**Definition.** A smooth map $f\colon M\to N$ of two smooth Riemannian manifolds is called $\varepsilon$-almost Riemannian submersion (here $0\leq \varepsilon<1/100$) if for any point $x\in M$ and any tangent vector $\xi\in T_xM$ which is orthogonal to the fiber $f^{-1}(f(x))$ one has $$(1-\varepsilon) ||df(\xi)||\leq ||\xi||\leq (1+\varepsilon)||df(\xi)||.$$

**Question.** Given an $\varepsilon$-Riemannian submersion as above. Does there exist $\delta >0$ with the following property?

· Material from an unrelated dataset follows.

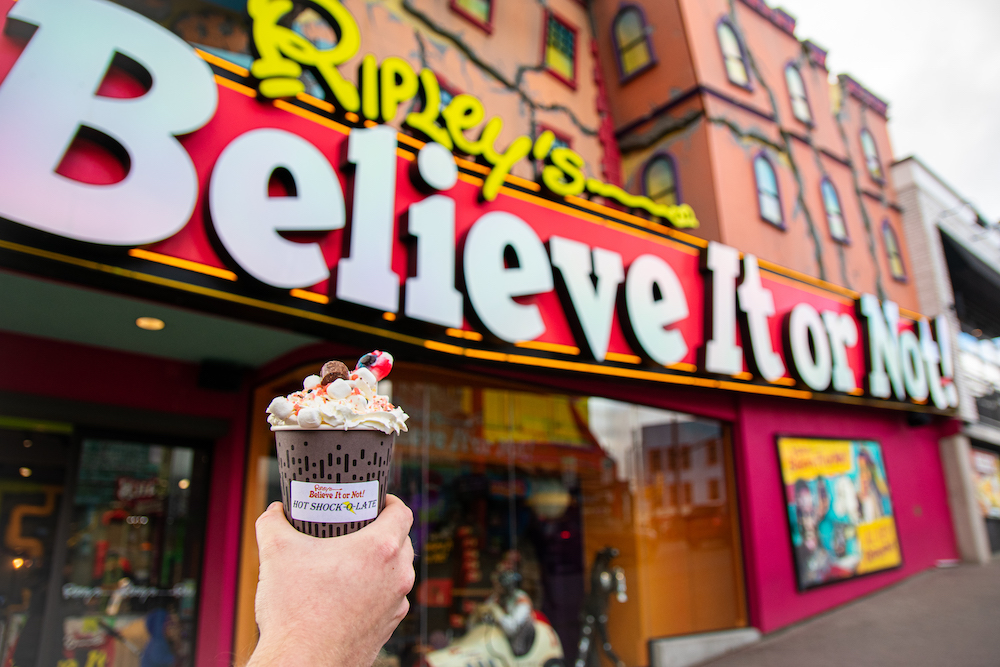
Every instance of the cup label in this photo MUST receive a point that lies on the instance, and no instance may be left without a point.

Given any point $y\in N$ and a shortest path $\gamma\colon [a,b]\to M$ whose endpoints belong to the fiber $f^{-1}(y)$. Assume that this path is $\varepsilon$-almost orthogonal to the former fiber at its initial point $a$, i.e. the angle $\alpha$ between  $\gamma'(a)$ and the tangent space to the fiber satisfies $|\alpha-\pi/2|<\varepsilon.$ **Then the image $f(\gamma)$ of the path cannot be  contained in the $\delta$-neighborhood of the point $y$.**

For my applications $\delta$ might depend on $\varepsilon$, any geometry of $N$, and a lower bound on sectional curvature of $M$ (but not on other geometric properties of $M$).

**Remark.** For $\varepsilon=0$ the answer is known to be positive, and $\delta$ can be taken less then the injectivity radius of $N$.